Bien des événements se sont passés dans le cours rapide des trois dernières années.

Le gouverneur Frontenac est mort (28 novembre 1698) dans les sentiments d'un bon chrétien, et après avoir reçu tous les secours de la religion. Sa mort causa des regrets profonds et universels.

Madame DeBoismorel et son frère ressentirent de la tristesse en apprenant cette nouvelle. Et convaincus que la prière est la plus haute expression des regrets, ils prièrent et firent célébrer plusieurs messes à l'intention du défunt, qui avait été un gouverneur aussi respecté que redouté, un grand guerrier, un administrateur habile, un bienfaiteur public.

Mais, comme dit le proverbe, les jours se suivent et ne se ressemblent pas. Et de même u'après la pluie vient le beau temps, de même après la tristesse vient la joie.

Le lieutenant Paul Aubry est au comble des ses voeux; il a obtenu dans la marine une très belle promotion. Il l'a bien méritée, car c'est un officier valeureux et qui a le coeur plein de ses devoirs. Le lieutenant aime ses hommes et il est chéri d'eux.

Madame DeBoismorel est contente de son sort.

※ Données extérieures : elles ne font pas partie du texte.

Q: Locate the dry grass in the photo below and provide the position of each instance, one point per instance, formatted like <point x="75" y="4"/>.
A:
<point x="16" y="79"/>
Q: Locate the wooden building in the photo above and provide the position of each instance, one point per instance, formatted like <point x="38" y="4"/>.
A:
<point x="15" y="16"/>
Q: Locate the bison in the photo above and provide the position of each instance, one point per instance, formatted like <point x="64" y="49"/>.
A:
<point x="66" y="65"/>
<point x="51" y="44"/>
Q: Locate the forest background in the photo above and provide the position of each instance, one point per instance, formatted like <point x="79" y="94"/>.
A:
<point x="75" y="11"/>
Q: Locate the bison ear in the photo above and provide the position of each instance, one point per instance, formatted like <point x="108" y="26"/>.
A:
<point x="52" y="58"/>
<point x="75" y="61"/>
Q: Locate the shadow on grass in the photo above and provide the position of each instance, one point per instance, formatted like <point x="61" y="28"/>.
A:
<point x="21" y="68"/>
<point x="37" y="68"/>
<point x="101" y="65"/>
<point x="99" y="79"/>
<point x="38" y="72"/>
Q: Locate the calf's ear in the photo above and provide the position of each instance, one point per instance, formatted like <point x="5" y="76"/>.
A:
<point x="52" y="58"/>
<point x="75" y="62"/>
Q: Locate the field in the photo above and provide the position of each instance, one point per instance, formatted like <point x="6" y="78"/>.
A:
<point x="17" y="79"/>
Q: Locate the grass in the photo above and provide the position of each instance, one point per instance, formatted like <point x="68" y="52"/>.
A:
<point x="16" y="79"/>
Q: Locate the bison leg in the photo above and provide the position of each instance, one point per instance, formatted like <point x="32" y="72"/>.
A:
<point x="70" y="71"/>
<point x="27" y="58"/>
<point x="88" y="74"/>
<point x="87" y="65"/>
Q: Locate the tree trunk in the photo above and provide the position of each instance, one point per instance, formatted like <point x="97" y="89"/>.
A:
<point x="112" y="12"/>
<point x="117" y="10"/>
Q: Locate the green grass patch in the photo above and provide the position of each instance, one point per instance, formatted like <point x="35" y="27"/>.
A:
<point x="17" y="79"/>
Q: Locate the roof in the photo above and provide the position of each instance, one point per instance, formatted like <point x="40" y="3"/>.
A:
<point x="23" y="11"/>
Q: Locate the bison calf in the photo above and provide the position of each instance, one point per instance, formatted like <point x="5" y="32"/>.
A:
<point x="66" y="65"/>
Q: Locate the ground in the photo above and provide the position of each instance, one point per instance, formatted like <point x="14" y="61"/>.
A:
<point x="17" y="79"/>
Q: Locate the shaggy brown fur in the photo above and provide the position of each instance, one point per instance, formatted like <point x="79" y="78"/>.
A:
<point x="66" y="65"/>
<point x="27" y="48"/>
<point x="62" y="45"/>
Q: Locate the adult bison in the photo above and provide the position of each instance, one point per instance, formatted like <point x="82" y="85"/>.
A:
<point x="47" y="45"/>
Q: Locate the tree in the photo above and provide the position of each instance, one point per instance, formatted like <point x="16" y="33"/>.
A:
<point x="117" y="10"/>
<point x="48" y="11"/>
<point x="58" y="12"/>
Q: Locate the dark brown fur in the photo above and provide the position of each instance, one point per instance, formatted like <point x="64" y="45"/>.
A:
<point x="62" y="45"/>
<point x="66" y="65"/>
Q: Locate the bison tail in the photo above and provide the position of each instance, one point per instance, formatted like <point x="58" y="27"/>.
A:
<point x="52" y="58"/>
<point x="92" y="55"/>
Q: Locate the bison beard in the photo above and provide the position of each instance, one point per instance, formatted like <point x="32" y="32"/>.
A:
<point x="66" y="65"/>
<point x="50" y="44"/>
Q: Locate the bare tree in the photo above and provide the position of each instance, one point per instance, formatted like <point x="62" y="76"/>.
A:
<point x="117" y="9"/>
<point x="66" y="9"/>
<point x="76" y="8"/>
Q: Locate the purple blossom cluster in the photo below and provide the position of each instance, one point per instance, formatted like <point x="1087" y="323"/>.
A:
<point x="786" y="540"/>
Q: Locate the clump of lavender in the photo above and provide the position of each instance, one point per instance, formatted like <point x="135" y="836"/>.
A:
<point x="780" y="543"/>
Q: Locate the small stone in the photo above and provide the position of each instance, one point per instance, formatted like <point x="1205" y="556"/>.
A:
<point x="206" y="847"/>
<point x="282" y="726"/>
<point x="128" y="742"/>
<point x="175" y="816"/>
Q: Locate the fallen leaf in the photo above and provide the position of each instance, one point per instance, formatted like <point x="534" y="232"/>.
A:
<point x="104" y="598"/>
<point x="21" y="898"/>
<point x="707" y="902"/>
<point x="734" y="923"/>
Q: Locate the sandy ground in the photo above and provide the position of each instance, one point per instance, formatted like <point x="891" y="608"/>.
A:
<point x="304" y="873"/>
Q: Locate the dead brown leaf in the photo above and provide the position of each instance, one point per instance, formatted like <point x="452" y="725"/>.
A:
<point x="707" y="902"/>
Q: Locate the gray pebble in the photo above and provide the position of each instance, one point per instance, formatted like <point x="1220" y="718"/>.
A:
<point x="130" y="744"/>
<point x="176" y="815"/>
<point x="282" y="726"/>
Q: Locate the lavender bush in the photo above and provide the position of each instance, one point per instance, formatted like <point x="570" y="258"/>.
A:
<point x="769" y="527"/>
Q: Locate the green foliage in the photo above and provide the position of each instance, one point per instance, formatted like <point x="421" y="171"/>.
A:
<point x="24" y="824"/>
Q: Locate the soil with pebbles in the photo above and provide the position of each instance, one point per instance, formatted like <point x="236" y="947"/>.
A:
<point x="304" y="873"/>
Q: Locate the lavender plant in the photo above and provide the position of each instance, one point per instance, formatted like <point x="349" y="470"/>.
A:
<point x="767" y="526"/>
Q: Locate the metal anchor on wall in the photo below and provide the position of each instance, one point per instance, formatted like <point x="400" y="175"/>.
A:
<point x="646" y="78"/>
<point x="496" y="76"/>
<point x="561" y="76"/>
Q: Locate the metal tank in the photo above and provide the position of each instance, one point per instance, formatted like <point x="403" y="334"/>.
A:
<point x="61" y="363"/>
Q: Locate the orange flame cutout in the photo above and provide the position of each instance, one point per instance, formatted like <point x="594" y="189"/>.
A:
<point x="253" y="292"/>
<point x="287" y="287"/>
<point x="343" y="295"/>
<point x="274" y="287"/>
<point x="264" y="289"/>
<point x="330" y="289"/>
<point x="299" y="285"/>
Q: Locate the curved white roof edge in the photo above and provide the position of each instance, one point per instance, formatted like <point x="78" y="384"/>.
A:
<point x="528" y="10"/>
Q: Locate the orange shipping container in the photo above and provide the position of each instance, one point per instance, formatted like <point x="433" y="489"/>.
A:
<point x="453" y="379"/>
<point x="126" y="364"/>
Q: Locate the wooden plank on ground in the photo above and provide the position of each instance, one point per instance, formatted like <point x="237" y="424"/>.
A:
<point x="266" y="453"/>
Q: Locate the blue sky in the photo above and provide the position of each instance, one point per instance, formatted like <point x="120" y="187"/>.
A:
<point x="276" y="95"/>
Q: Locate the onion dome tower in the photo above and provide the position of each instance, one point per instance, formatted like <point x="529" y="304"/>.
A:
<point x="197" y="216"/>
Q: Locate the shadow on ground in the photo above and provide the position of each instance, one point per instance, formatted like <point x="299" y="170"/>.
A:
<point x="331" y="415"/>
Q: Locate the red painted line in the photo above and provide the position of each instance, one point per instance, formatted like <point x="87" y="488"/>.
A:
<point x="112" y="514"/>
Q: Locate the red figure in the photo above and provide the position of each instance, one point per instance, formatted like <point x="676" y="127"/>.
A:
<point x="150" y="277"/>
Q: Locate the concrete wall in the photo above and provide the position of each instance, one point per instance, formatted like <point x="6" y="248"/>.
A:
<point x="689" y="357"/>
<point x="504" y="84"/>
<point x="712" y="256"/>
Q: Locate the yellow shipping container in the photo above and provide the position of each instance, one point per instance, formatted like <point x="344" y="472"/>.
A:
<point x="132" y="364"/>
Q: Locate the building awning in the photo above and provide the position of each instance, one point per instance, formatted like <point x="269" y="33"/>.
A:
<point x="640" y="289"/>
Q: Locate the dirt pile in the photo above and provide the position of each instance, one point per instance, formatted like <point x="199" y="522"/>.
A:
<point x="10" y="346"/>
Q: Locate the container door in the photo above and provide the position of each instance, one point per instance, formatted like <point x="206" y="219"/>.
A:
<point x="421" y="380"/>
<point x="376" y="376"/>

Elle a réalisé un désir qu'elle caressait depuis longtemps, celui de fonder un hospice dans un des quartiers les plus pauvres de Paris.

Le roi, à la demande de la comtesse de Frontenac, a contribué très libéralement à l'établissement de cette maison qui abrite déjà plusieurs vieillards.

Notre héroïne, sans avoir l'habit religieux, assiste les bonnes soeurs dans tous leurs travaux.

Sous le modeste vêtement qu'elle porte, on reconnaîtrait difficilement la coquette qui fut naguère l'idole de la société aristocratique de la Nouvelle-France.

Cependant elle est toujours belle, mais d'une beauté qui la rend plus aimable aux yeux de tous, parce que cette beauté est le reflet d'une âme épurée au creuset des épreuves.